Speaking of precursors to fascist regimes: BAC's Ken Lewis claims (under oath) that former Goldman CEO, Hank Paulson and our beloved little professor, Ben Bernanke, threatened his job and instructed him to keep silent about deepening financial difficulties at Merrill. Mr. Lewis said the government wanted him to keep quiet while the two sides negotiated government funding to help BofA absorb Merrill and its huge losses. Disclosing losses at Merrill — which eventually totaled $15.84 billion for the fourth quarter — could have given BofA's shareholders an opportunity to stop the deal and let Merrill collapse instead. BAC stock fell from $38 to $8 since making that deal, costing their shareholders $200Bn in value.
"Isn't that something that any shareholder at Bank of America…would want to know?" Mr. Lewis was asked by a representative of New York's attorney general, Andrew Cuomo, according to the transcript. "It wasn't up to me," Mr. Lewis said. The BofA chief said he was told by Messrs. Bernanke and Paulson that the deal needed to be completed, otherwise it would "impose a big risk to the financial system" of the U.S. as a whole. Yeah, well thank goodness we dodged that bullet! Mr. Cuomo's investigator asked: "Wasn't Mr. Paulson, by his instruction, really asking Bank of America shareholders to take a good part of the hit of the Merrill losses?" Mr. Lewis said, "Over the short term, yes."
"Regulators are supposed to tell you to obey the law, not to disobey the law," said Jonathan R. Macey, deputy dean of Yale Law School. "If you're the CEO, your first obligation is not to your regulator, it's to your institution and shareholders." The Wall Street Journal previously reported, in a page-one story on Feb. 5, that Mr. Lewis agreed to proceed with the Merrill merger only after Messrs. Paulson and Bernanke said that he and his board would lose their jobs if Bank of America backed out of the deal. Mr. Lewis's testimony with the New York attorney general's office corroborates that account. Mr. Lewis has previously said that he first considered backing out of the Merrill deal on Dec. 13, when he said his chief financial officer told him projected after-tax losses were "about $12 billion." During his testimony, Mr. Lewis described a conversation with Mr. Paulson in which the Treasury secretary made it clear that Mr. Lewis's own job was at stake if he did not complete the deal. Forcing BAC to swallow MER eliminated yet another potential rival to GS for financial dominance once the smoke cleared – coincidentally, I'm sure.
Well it's 8:30 and we "only" lost 640,000 jobs last week so everything must be great. Continuing claims rose an alarming 93,000 to 6,137,000, the highest level on record but this is alarming only to people with brain stems so don't look for it to stop investors this morning as Goldman Sachs has upgraded both China and the auto sector, which means everything must be great.
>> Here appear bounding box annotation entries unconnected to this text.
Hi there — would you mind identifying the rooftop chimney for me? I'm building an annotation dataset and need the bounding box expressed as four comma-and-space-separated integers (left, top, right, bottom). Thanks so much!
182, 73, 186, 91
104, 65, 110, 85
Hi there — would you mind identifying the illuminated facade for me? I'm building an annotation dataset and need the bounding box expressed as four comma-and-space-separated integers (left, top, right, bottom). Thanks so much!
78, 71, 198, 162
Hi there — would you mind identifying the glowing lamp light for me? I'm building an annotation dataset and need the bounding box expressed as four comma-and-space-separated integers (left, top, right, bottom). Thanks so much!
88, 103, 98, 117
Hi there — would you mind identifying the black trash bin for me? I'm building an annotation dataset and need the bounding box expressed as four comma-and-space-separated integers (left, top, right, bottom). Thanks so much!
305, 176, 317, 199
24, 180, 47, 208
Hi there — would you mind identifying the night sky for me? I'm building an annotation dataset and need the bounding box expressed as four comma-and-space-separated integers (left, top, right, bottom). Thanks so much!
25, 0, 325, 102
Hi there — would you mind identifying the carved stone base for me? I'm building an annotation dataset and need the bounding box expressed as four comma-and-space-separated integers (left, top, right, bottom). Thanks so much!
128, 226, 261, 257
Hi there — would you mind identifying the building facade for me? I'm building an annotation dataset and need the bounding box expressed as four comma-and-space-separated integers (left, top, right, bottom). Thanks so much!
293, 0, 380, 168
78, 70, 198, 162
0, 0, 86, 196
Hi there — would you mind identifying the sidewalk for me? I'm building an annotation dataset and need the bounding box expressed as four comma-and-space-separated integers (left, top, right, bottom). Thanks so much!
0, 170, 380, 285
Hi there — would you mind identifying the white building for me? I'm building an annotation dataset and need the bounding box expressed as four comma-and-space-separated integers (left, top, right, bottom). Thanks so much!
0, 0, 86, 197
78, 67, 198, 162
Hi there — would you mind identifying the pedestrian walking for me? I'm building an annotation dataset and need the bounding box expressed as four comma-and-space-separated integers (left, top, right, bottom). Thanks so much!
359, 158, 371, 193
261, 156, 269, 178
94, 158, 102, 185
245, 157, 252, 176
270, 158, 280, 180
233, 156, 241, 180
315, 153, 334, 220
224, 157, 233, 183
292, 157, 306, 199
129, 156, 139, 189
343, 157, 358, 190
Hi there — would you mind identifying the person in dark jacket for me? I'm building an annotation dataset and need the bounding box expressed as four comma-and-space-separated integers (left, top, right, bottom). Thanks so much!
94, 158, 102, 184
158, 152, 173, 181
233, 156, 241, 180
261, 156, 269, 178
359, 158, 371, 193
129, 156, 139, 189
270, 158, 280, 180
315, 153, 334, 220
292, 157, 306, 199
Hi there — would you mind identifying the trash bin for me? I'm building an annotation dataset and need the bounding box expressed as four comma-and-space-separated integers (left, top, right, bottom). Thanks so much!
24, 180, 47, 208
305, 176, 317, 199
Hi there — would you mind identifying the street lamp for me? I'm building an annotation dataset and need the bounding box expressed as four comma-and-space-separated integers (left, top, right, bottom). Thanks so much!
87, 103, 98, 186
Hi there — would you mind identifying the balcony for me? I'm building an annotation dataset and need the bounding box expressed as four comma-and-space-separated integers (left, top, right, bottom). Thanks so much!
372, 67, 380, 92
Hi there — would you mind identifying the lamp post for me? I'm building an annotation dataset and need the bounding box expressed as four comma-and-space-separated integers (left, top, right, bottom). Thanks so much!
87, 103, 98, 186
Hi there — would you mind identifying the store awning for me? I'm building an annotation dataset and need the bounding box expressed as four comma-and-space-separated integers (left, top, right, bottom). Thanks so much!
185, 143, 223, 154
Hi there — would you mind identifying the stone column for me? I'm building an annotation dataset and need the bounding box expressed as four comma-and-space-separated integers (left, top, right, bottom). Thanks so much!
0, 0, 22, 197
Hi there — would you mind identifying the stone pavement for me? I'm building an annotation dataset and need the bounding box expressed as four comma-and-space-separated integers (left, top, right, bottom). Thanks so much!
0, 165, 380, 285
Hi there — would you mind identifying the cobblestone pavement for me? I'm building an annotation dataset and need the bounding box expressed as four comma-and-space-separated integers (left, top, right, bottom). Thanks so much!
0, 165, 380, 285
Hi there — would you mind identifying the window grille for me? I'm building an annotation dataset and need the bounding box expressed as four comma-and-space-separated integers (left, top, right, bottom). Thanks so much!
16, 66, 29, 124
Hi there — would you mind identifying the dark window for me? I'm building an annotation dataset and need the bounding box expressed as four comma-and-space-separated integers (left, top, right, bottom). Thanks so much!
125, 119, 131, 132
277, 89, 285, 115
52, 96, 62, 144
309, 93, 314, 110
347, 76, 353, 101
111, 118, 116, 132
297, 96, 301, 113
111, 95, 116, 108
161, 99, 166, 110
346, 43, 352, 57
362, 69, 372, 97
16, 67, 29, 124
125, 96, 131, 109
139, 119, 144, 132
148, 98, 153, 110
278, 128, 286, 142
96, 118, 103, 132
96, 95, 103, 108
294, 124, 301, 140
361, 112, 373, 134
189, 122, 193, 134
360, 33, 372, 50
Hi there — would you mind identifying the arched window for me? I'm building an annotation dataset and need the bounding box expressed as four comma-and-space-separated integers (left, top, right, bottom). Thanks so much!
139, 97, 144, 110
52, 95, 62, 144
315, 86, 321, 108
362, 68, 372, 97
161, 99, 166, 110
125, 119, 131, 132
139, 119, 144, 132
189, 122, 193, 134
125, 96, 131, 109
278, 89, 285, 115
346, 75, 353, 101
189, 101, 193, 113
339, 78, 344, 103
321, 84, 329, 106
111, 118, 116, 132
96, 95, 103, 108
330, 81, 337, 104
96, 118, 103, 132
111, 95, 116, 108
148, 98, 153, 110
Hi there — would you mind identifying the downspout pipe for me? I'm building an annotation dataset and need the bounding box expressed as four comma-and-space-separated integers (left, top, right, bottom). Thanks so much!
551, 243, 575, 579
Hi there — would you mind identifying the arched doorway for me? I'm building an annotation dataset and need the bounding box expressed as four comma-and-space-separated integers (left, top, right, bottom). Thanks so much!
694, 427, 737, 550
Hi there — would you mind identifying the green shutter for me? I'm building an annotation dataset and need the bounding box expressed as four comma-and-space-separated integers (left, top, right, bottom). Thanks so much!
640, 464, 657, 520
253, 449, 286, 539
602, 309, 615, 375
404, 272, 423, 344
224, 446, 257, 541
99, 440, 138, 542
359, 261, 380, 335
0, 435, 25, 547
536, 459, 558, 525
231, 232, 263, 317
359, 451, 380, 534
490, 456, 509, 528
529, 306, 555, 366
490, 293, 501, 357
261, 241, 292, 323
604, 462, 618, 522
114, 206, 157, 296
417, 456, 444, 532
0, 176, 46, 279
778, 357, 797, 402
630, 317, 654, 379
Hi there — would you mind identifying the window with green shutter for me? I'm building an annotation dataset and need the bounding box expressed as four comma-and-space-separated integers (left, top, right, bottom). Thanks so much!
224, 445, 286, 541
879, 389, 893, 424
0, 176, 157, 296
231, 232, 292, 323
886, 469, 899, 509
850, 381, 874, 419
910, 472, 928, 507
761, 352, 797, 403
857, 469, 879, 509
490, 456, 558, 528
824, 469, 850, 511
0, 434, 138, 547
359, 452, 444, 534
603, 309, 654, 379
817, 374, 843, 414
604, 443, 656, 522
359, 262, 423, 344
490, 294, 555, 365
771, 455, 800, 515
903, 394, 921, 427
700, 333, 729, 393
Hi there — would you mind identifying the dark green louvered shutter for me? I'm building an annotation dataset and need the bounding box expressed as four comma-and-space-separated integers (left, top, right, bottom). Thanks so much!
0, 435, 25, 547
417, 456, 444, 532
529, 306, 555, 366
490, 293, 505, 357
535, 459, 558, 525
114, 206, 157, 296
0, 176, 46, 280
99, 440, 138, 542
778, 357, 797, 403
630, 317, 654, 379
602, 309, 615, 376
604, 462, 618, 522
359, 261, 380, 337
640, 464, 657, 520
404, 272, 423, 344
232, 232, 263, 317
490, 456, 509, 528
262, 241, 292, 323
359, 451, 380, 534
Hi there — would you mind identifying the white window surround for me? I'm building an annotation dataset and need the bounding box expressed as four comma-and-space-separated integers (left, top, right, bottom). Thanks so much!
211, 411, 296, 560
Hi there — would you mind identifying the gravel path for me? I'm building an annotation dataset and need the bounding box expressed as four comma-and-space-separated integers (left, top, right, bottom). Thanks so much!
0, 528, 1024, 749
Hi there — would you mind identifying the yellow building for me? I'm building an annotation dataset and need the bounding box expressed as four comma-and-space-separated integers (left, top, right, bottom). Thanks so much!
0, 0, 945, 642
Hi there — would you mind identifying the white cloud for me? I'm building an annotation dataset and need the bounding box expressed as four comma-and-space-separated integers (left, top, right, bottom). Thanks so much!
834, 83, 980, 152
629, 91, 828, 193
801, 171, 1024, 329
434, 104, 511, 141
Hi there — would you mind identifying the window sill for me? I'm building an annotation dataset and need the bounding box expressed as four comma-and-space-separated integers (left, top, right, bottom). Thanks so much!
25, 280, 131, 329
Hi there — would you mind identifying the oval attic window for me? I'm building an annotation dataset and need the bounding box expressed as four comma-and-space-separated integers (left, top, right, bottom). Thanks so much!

Speaking of GS manipulating the markets, here's an interesting article that links GS to the rapid rise in SPG last week, using Fed money to create an artificial short-squeeze that boosted the stock almost 50% in a week. I'm sure Ken Lewis would not be surprised to hear Goldman is using their postion to profit while destroying retail shareholders, not in the least.
As Mike Morgan of http://www.goldmansachs666.com/ concludes: "Remember that our markets are not rational, fair, or efficient. And that is not likely to change. Banks are entrenched in Washington, and they’re going to defend their position of power ferociously. So hedge, hope you’re trading with the Quants and big boys, and try to be lucky with your timing." Amen – and be very careful out there!